# Different things to shoot



## Hoytkiller (Aug 18, 2009)

I have shot flying clays with flu flu arrows. I have also shot swing tennis balls. You can try rabbit hunting too. You get lots of hard, moving and sitting shots well rabbit hunting.


----------



## corpralbarn (Jan 21, 2009)

What about off the pole? lol a girl on my HS archery team hit a metal pole today. never seen an arrow bend like that! :mg:


----------



## Paul H (Apr 2, 2009)

My son likes to shoot a swinging apple or onion on a string


----------



## corpralbarn (Jan 21, 2009)

i like to shoot 30yds of my deck.


----------



## BowBoy78 (Aug 17, 2009)

shoot old apples with old arrows 
the arrows would get sticky


----------



## bdwhitetalhunt (Dec 14, 2009)

old blank cds

they EXPLODE on impact


----------



## habanero (Sep 16, 2009)

Old soda cans will rip off your fletchings almost every time but still a lot of fun. My son has several half pair of shoes thanks to my dog, I've been shooting the remaining shoes lately, easy to see from 40-50 yards and interesting to see the degree of penetration.
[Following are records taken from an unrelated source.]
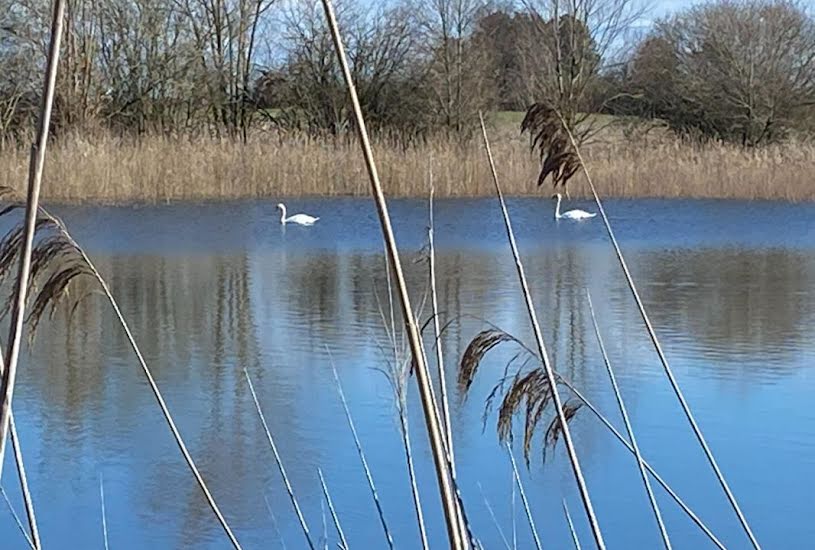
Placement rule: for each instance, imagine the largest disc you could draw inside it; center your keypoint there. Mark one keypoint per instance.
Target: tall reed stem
(666, 541)
(104, 513)
(150, 379)
(494, 519)
(550, 373)
(279, 463)
(523, 499)
(27, 500)
(414, 486)
(575, 540)
(658, 347)
(32, 203)
(17, 520)
(685, 508)
(361, 453)
(422, 375)
(334, 517)
(445, 404)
I've found the crocs the best as they will heal themselves.


----------



## Ignition kid (Oct 7, 2008)

Not really, sometimes I will put a small game head on my arrow and look for something to shoot at, I want to shoot sporting clays with my bow like the rabbits and stuff like that.


----------



## BowBoy78 (Aug 17, 2009)

habanero said:


> Old soda cans will rip off your fletchings almost every time but still a lot of fun. My son has several half pair of shoes thanks to my dog, I've been shooting the remaining shoes lately, easy to see from 40-50 yards and interesting to see the degree of penetration. I've found the crocs the best as they will heal themselves.


not nessesarly i shoot the big blugdeon points and it just sends the can on a rocketship ride and i havent torn up any fletchings (knock on wood, yet)


----------



## kody10 (Apr 24, 2009)

i have shot clay pidgeons before rollin across the ground like rabbits.


----------



## lung beater (Jan 16, 2010)

same here.and i go to my local grocery shop and get the apples and oranges and stuff that did'nt make it on the racks and i get my freind to roll them across the yard


----------



## kegan (Aug 28, 2006)

Anything. My favorites are wing targets the size of a milk jug or smaller. Or out of position shots.


----------



## BowBoy78 (Aug 17, 2009)

shot some 2 liters with big blunt points after school with bowtechcaptain9 and tried to see who could jump it the highest or launch it the farthest
(new tip Dont shoot frozen water bottles or bowling pins) you can draw your own ending
between the both of us we busted 4 arrows or wasted $34


----------